Дело в том, что в XIV–XV веках государство еще не было той мощной административно-бюрократической системой, какой оно является сейчас. Даже если бы князь захотел заставить всех подданных жить по новым законам, он бы просто не смог этого сделать. Общество жило по сложившимся издревле правилам, которые оно считало справедливыми. И князь тоже вынужден был им следовать, хотя бы внешне.
Первые налоги, которые князья начали собирать с подданных, были очень простыми: налог с дыма — то есть с отапливаемого дома. Налог с купцов, собираемый на мостах и переправах, или за право ввоза-вывоза товара из города. Князья начали отдавать городки и деревни в кормление своим верным слугам — боярам и поместным дворянам именно потому, что сами не могли эффективно собирать с населения налоги.

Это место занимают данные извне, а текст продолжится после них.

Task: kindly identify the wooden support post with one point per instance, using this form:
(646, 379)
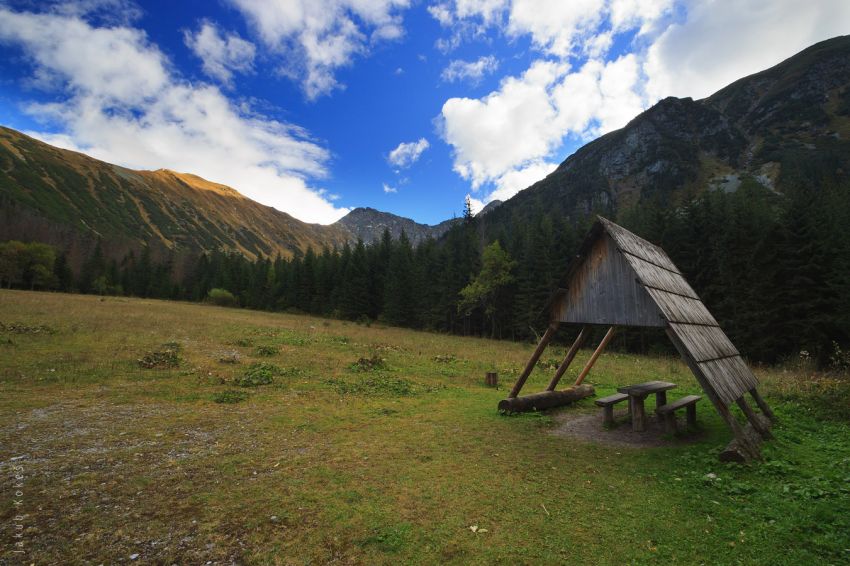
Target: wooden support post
(669, 420)
(608, 411)
(579, 341)
(743, 448)
(638, 414)
(595, 356)
(746, 448)
(691, 412)
(753, 418)
(529, 367)
(763, 407)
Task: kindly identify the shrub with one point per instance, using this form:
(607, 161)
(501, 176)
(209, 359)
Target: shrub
(231, 357)
(221, 298)
(267, 351)
(369, 364)
(167, 356)
(230, 396)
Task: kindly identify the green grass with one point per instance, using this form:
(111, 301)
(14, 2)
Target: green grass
(339, 461)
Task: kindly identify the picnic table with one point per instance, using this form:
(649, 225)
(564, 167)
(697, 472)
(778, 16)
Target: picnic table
(638, 393)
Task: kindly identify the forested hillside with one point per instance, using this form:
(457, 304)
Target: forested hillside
(748, 191)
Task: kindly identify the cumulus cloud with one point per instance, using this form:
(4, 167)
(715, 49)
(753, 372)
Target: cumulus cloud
(406, 154)
(221, 55)
(505, 137)
(315, 38)
(459, 70)
(713, 47)
(677, 47)
(117, 98)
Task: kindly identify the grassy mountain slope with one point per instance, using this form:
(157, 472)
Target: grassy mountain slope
(787, 125)
(54, 195)
(369, 224)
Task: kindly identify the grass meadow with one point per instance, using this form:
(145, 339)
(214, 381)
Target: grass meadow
(142, 431)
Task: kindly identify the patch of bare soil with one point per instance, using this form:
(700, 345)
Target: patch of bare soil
(587, 426)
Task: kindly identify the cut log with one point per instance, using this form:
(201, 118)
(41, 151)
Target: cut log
(546, 399)
(746, 448)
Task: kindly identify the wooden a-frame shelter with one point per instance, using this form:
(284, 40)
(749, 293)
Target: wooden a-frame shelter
(620, 279)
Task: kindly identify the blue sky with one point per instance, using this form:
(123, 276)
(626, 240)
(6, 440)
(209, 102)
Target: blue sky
(319, 106)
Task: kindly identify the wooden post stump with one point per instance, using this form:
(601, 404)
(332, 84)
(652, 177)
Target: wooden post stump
(638, 414)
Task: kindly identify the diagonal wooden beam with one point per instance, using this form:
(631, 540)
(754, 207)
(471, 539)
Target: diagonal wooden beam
(751, 415)
(568, 359)
(595, 356)
(529, 367)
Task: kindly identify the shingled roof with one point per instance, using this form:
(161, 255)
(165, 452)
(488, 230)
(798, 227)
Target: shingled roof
(620, 279)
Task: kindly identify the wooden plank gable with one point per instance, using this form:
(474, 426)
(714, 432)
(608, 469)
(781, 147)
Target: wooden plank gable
(604, 290)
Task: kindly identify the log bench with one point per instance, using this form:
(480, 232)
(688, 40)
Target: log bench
(667, 412)
(607, 404)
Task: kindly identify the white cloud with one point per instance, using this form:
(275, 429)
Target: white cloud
(679, 47)
(516, 180)
(406, 154)
(118, 100)
(505, 137)
(459, 70)
(317, 37)
(554, 26)
(713, 47)
(475, 204)
(221, 55)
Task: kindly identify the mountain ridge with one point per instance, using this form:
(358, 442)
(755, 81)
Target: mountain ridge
(765, 128)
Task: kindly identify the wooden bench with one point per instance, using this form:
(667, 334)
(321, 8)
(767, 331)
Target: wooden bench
(668, 412)
(607, 404)
(638, 394)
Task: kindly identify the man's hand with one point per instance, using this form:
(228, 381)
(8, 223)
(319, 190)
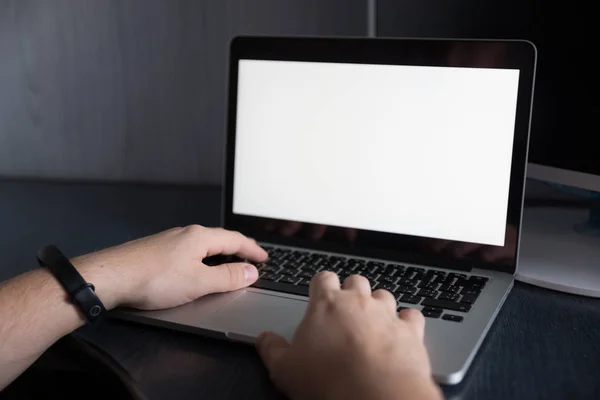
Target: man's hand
(160, 271)
(166, 270)
(351, 344)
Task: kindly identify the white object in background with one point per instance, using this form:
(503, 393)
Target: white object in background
(555, 255)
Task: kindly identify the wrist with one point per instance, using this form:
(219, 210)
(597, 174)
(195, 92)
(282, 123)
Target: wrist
(404, 387)
(108, 286)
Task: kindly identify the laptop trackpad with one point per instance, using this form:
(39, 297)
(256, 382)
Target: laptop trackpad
(251, 313)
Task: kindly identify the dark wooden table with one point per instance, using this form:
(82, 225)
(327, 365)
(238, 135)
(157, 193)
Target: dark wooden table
(543, 344)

Вообще, княжеская власть распространялась в полной мере только там, где князь присутствовал лично, со своей дружиной, или там, где присутствовал его законный представитель наместник, даруга, мытарь) с военным отрядом.
Еще одним институтом, обеспечивающим стабильность и законность в средневековом обществе, была церковь. Религия тогда была действительно совестью общества. Третейским судьей в спорах часто становился священнослужитель, для князей — епископ или митрополит. Церковь во многом формировала общественное мнение, поэтому князья были вынуждены постоянно искать поддержки церковных иерархов.

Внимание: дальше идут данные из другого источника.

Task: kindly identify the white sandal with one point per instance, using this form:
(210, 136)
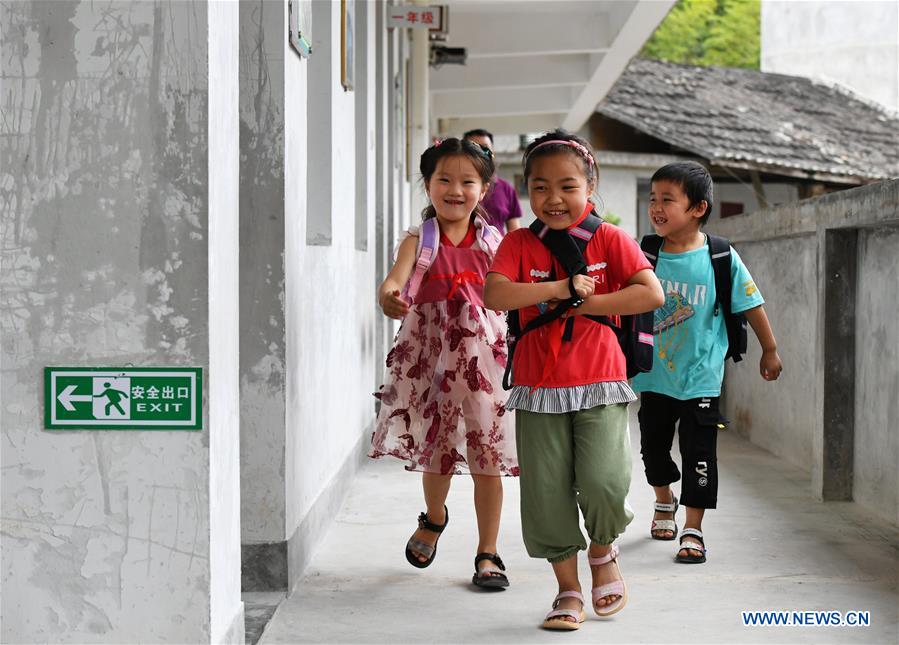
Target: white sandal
(616, 588)
(554, 619)
(665, 525)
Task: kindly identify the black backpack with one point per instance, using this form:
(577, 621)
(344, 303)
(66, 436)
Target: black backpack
(568, 247)
(719, 250)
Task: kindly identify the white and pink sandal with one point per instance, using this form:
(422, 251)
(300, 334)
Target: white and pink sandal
(617, 588)
(556, 618)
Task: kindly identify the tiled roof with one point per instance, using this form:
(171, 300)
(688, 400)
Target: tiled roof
(748, 119)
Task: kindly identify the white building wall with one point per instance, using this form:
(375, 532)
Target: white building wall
(853, 43)
(226, 609)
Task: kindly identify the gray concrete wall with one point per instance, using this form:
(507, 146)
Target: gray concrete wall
(797, 418)
(262, 276)
(105, 261)
(791, 302)
(877, 373)
(853, 43)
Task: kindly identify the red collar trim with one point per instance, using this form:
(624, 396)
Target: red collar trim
(467, 241)
(587, 210)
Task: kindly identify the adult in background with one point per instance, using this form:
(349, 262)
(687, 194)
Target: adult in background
(501, 202)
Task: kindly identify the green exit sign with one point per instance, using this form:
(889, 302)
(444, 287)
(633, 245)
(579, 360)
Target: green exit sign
(113, 398)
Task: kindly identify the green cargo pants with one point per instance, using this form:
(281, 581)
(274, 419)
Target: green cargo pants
(570, 460)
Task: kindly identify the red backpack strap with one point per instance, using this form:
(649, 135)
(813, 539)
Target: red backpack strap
(428, 245)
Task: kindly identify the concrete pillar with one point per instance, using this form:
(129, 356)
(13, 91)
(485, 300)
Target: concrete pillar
(121, 142)
(840, 249)
(262, 283)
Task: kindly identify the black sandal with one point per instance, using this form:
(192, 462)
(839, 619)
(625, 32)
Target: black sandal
(691, 545)
(491, 577)
(427, 550)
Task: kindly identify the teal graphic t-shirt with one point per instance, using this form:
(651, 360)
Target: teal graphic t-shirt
(690, 341)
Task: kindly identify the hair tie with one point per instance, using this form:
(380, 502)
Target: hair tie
(565, 142)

Итак, русский князь XIV–XV веков не был самовластным монархом, источником законности. В глазах общественного мнения князь был тем лидером, который должен за соблюдением этой законности следить. А сама законность — это «старина» — сложившийся издревле порядок, зафиксированный в «Русской правде» и других письменных юридических актах. Но понятие «старина» было гораздо шире, чем все письменно зафиксированные законы. Стариной становились и прецеденты — то есть предыдущие судебные решения, и неписаные, но всеми признаваемые обычаи.

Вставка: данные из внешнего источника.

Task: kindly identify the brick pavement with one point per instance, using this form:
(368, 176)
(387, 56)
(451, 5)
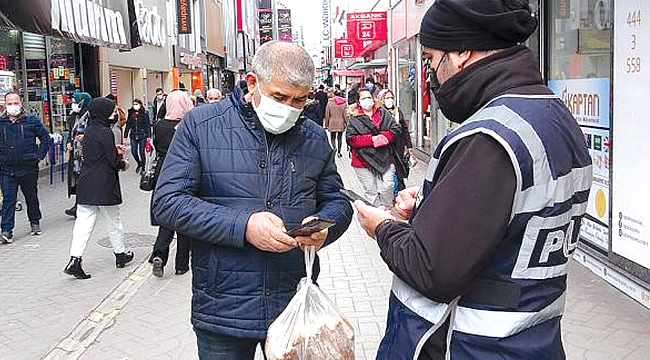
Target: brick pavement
(41, 306)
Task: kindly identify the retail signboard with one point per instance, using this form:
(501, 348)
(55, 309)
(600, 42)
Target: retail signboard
(588, 100)
(284, 18)
(266, 19)
(367, 31)
(344, 49)
(184, 16)
(109, 23)
(326, 33)
(631, 172)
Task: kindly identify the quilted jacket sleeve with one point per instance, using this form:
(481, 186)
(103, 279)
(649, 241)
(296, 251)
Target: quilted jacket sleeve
(176, 204)
(331, 204)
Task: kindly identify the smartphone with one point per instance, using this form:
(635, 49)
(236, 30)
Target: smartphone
(352, 196)
(310, 227)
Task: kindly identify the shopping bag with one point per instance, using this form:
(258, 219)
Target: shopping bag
(311, 327)
(148, 147)
(148, 179)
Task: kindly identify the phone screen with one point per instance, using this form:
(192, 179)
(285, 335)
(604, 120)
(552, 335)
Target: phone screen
(352, 196)
(311, 227)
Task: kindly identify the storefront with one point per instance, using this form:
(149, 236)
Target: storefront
(601, 79)
(136, 74)
(45, 71)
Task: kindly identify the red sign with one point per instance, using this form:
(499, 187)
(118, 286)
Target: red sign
(367, 31)
(344, 49)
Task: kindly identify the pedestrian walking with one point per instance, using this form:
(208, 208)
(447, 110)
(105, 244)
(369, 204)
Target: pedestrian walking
(336, 120)
(353, 94)
(77, 122)
(370, 134)
(98, 191)
(481, 266)
(178, 104)
(236, 176)
(403, 145)
(138, 129)
(321, 97)
(19, 157)
(159, 110)
(214, 95)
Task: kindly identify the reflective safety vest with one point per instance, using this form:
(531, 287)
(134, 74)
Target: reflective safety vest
(518, 299)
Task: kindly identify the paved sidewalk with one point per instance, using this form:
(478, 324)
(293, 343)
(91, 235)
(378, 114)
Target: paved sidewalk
(134, 315)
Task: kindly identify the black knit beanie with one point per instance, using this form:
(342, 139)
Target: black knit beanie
(458, 25)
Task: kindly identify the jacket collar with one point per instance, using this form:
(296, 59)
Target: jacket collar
(469, 90)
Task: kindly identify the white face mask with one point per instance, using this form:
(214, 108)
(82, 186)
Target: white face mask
(13, 110)
(276, 117)
(366, 104)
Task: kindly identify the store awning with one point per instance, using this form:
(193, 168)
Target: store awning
(115, 21)
(348, 73)
(372, 64)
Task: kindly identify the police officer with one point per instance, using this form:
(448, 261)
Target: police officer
(480, 267)
(19, 157)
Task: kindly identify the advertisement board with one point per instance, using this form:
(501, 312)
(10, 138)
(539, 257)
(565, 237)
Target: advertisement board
(589, 103)
(367, 31)
(109, 23)
(631, 172)
(344, 49)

Дмитрий Иванович Донской вступил на путь превращения московского княжества в российское самодержавное государство. Он попытался править самовластно — перестал считаться с общественным мнением, попытался подчинить себе митрополита всея Руси. Такое мог себе позволить Иван Грозный в XVI веке. Но в XIV веке такое поведение князя было воспринято «в штыки».
ТАЙНЫЕ ПРУЖИНЫ ЗАГОВОРА
Итак, Дмитрий Иванович свергнут и изгнан восставшими подданными. Андрею Ольгердовичу и Дмитрию Ольгердовичу не на кого теперь надеяться в борьбе за литовский престол со своим старшим братом. Сам этот престол уходит под руку дяди Кейстута. И братья выступают за Ягайло. Результат — Вильно занят врагами Кейстута, а тот тщетно дожидается войск Дмитрия Ивановича и Тохтамыша, осаждая Новгород-Северский. Положение незавидное.
Ягайле даже на руку то, что мятеж в Москве вышел из-под контроля. Главной цели он добился — Дмитрий Донской свергнут, братья Ольгердовичи теперь за Ягайло, и на пути к власти над всей Литвой стоит только Кейстут. Возможно, приглашение Остея Дмитриевича в Москву было частью плана Ягайло. Послав своего сына князем в Москву, Дмитрий Ольгердович продемонстрировал свою лояльность брату.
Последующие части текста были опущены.